Wie kann es denn stattdessen funktionieren?

Berk: Ich glaube, unserer Wirtschaft und auch unserer Gesellschaft wäre sehr geholfen, wenn CO2 mehr zu einer Währung würde. So dass jede und jeder im Hinterkopf hat und weiß, wie viel Emissionen bei welchen Dingen ausgestoßen werden. Und dann alle bewusster mit der jeweils ausgelösten CO2-Belastung umgehen. Das ist noch nicht der Fall, aber ich bin mir sicher, da werden wir in Kürze hinkommen.

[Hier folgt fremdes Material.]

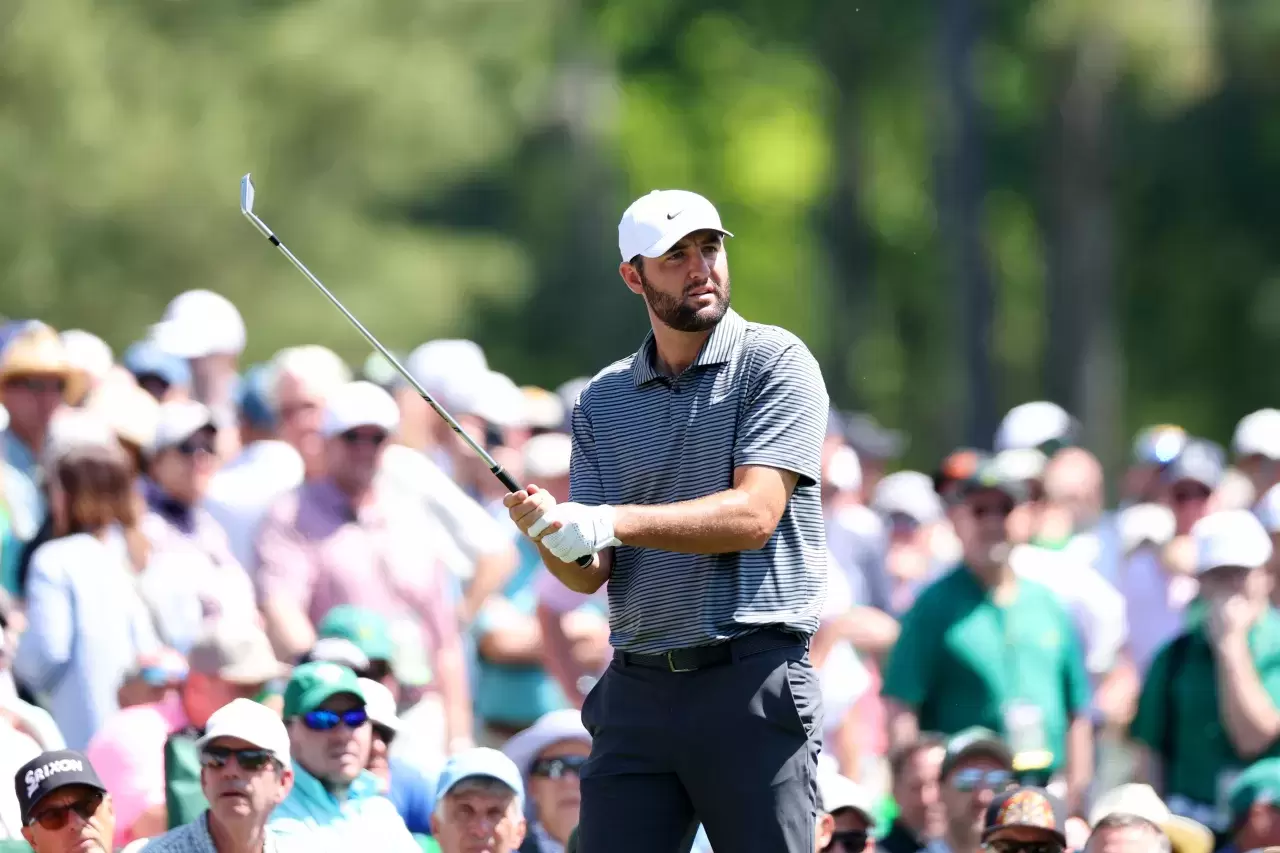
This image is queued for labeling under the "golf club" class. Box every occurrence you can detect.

Braun: Und wir müssen es einfacher machen. Das Thema Nachhaltigkeit ist leider sehr komplex. Wir können nicht erwarten, dass jeder Mensch in Deutschland oder auch weltweit alles von vorne bis hinten versteht und nachvollziehen kann. Das ist auch das, was wir letztendlich mit Share und auch gemeinsam mit der Deutschen Bahn machen wollen: Wir sagen den Menschen direkt, was am Ende dabei rauskommt, wenn sie sich für ein Produkt entscheiden. Sie müssen sich um nichts weiter kümmern. Von diesen einfachen Lösungen muss es noch viel mehr geben.